Link Search Menu Expand Document

2X2 Difference-in-Differences

Causal inference with cross-sectional data is fundamentally tricky.

  1. People, firms, etc. are different from one another in lots of ways.
  2. Can only get a clean comparison when you have a (quasi-)experimental setup, such as an experiment or an regression discontinuity.

Difference-in-difference makes use of a treatment that was applied to one group at a given time but not another group. It compares how each of those groups changed over time (comparing them to themselves to eliminate between-group differences) and then compares the treatment group difference to the control group difference (both of which contain the same time gaps, eliminating differences over time).


  • For Difference-in-differences to work, parallel trends must hold. That is, nothing else should be changing the gap between treated and control states at the same time as the treatment. While it is not a formal test of parallel trends, researchers often look at whether the gap between treated and control states is constant in pre-treatment years.
  • Suppose in \(t = 0\) (“Pre-period”), and \(t = 1\) (“Post-period”). We want to estimate \(\tau = Post - Pre\), or \(Y(post)-Y(pre)= Y(t=1)-Y(t=0)=\tau\).


  • This page discusses “2x2” difference-in-difference design, meaning there are two groups, and treatment occurs at a single point in time. Many difference-in-difference applications instead use many groups, and treatments that are implemented at different times (a “rollout” design). Traditionally these models have been estimated using fixed effects for group and time period, i.e. “two-way” fixed effects. However, this approach with difference-in-difference can heavily bias results if treatment effects differ across groups, and alternate estimators are preferred. See Goodman-Bacon 2018 and Callaway and Sant’anna 2019.

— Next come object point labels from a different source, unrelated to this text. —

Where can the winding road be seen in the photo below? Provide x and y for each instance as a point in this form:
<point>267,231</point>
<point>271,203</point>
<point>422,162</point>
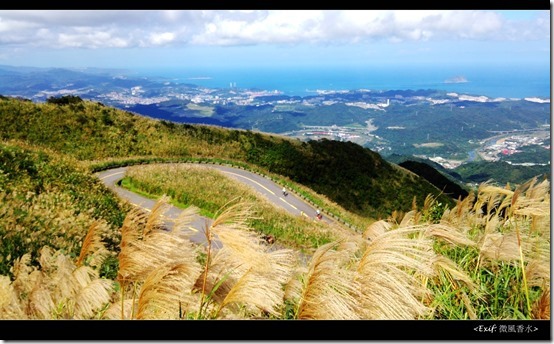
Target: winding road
<point>265,187</point>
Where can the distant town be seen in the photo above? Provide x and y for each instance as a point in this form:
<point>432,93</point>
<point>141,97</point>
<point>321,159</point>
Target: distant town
<point>446,127</point>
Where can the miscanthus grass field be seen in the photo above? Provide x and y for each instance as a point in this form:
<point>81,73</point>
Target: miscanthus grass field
<point>71,250</point>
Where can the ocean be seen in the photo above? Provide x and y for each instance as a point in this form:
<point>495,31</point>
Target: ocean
<point>493,82</point>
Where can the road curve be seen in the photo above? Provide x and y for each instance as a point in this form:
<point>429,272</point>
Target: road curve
<point>265,187</point>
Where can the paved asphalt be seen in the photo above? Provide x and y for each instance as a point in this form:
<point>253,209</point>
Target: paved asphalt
<point>267,188</point>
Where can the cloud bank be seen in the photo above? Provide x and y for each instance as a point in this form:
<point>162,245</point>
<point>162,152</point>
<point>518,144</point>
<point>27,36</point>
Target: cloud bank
<point>95,29</point>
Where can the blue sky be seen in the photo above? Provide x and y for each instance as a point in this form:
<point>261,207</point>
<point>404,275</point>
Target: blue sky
<point>282,38</point>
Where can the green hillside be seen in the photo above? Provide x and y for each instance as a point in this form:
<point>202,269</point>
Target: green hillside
<point>354,177</point>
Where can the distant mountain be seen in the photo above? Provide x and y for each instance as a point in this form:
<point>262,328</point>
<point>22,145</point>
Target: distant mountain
<point>350,175</point>
<point>444,179</point>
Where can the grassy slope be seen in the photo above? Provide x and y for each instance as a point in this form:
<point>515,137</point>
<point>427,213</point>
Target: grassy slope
<point>355,178</point>
<point>46,198</point>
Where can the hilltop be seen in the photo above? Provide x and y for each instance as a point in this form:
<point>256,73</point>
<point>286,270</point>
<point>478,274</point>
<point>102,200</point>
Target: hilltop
<point>354,177</point>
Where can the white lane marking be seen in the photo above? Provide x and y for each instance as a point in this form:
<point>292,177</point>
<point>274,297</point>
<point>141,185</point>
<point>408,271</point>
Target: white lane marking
<point>253,181</point>
<point>282,199</point>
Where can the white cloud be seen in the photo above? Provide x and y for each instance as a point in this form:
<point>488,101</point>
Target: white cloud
<point>139,28</point>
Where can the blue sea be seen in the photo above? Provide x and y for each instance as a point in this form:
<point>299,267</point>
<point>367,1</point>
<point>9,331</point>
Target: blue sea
<point>493,82</point>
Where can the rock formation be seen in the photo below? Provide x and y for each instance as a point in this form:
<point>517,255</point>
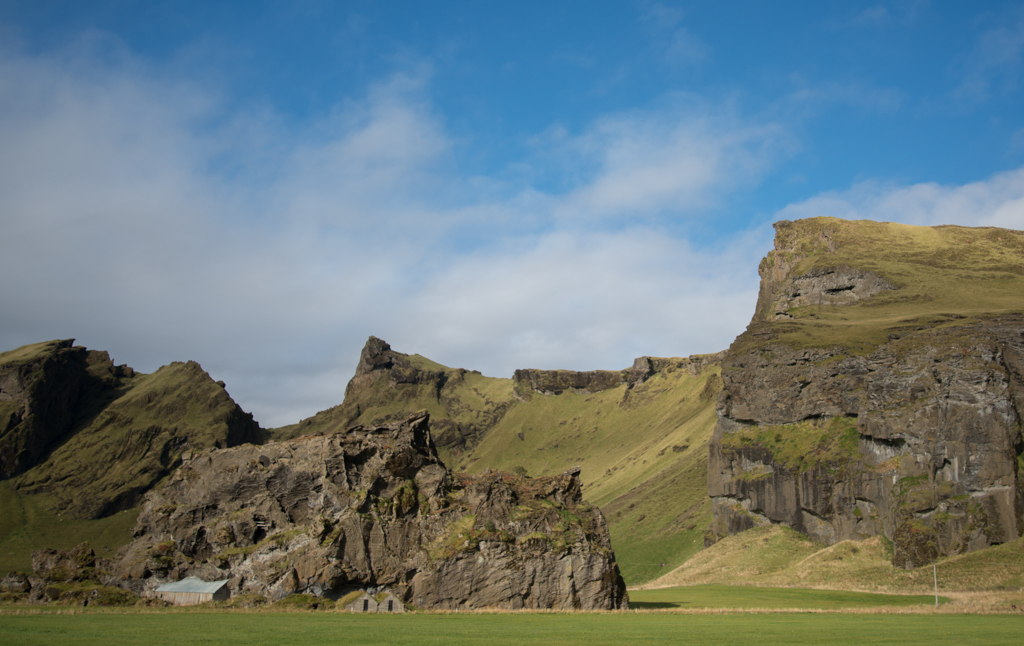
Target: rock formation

# Step 1: Load libraries and import data

import pandas as pd
import statsmodels.api as sm

# for certain versions of jupyter:
# %matplotlib inline

url = (

df = pd.read_excel(url)

# Step 2: indicator variables 

# whether treatment has occured at all
df['after'] = df['year'] >= 2014
# whether it has occurred to this entity
df['treatafter'] = df['after'] * df['treat']

# Step 3:

# use pandas basic built in plot functionality to get a visual
# perspective of our parallel trends assumption
ax = df.pivot(index='year', columns='treat', values='murder').plot(
    figsize=(20, 10),
    title='Murder and Time',
    ylabel='Murder Rate',
    # to make sure each year is displayed on axis
# the function returns a matplotlib.pyplot.Axes object 
# we can use this axis to add additional decoration to our plot
ax.axvline(x=2014, color='gray', linestyle='--') # treatment year
ax.legend(loc='upper left', title='treat', prop={'size': 20}) # move and label legend

# Step 4:

# statsmodels has two separate APIs
# the original API is more complete both in terms of functionality and documentation
X = sm.add_constant(df[['treat', 'treatafter', 'after']].astype('float'))
y = df['murder']
sm_fit = sm.OLS(y, X).fit()

# the formula API is more familiar for R users 
# it can be accessed through an alternate constructor bound to each model class
smff_fit = sm.OLS.from_formula('murder ~ 1 + treat + treatafter + after', data=df).fit()

# it can also be accessed through a separate namespace
import statsmodels.formula.api as smf
smf_fit = smf.ols('murder ~ 1 + treat + treatafter + after', data=df).fit()

# if using jupyter, rich output is displayed without the print function
# we should see three identical outputs

DID Python


In this case, we need to discover whether legalized marijuana could change the murder rate. Some states legalized marijuana in 2014. So we measure the how the murder rate changes from before 2014 to after between legalized states and states without legalization.

Step 1:

  • First of all, we need to load Data and Package, we call this data set “DiD”.

# Download the Excel file from a URL
tf <- tempfile(fileext = ".xlsx")
DiD <- read_excel(tf)

Step 2:

Notice that the data has already been collapsed to the treated-year level. That is, there is one observation of the murder rate for each year for the treated states (all averaged together), and one observation of the murder rate for each year for the untreated states (all averaged together).

We create the indicator variable called after to indicate whether it is in the treated period of being after the year of 2014 (1), or the before period of between 2000-2013 (0). The variable treat indicates that the state legalizes marijuana in 2014. Notice that treat = 1 in these states even before 2014.

If the year is after 2014 and the state decided to legalize marijuana, the indicator variable “treatafter” is “1” .

DiD <- DiD %>%
  mutate(after = year >= 2014) %>%
  mutate(treatafter = after*treat)

Step 3:

Then we need to plot the graph to visualize the impact of legalize marijuana on murder rate by using ggplot.

mt <- ggplot(DiD,aes(x=year, y=murder, color = treat)) +
        geom_point(size=3)+geom_line() +
        geom_vline(xintercept=2014,lty=4) +
        labs(title="Murder and Time", x="Year", y="Murder Rate")


It looks like, before the legalization occurred, murder rates in treated and untreated states were very similar, lending plausibility to the parallel trends assumption.

Step 4:

We need to measure the impact of impact of legalize marijuana. If we include treat, after, and treatafter in a regression, the coefficient on treatafter can be interpreted as “how much bigger was the before-after difference for the treated group?” which is the DiD estimate.

reg<-lm(murder ~ treat+treatafter+after, data = DiD)

After legalization, the murder rate dropped by 0.3% more in treated than untreated states, suggesting that legalization reduced the murder rate.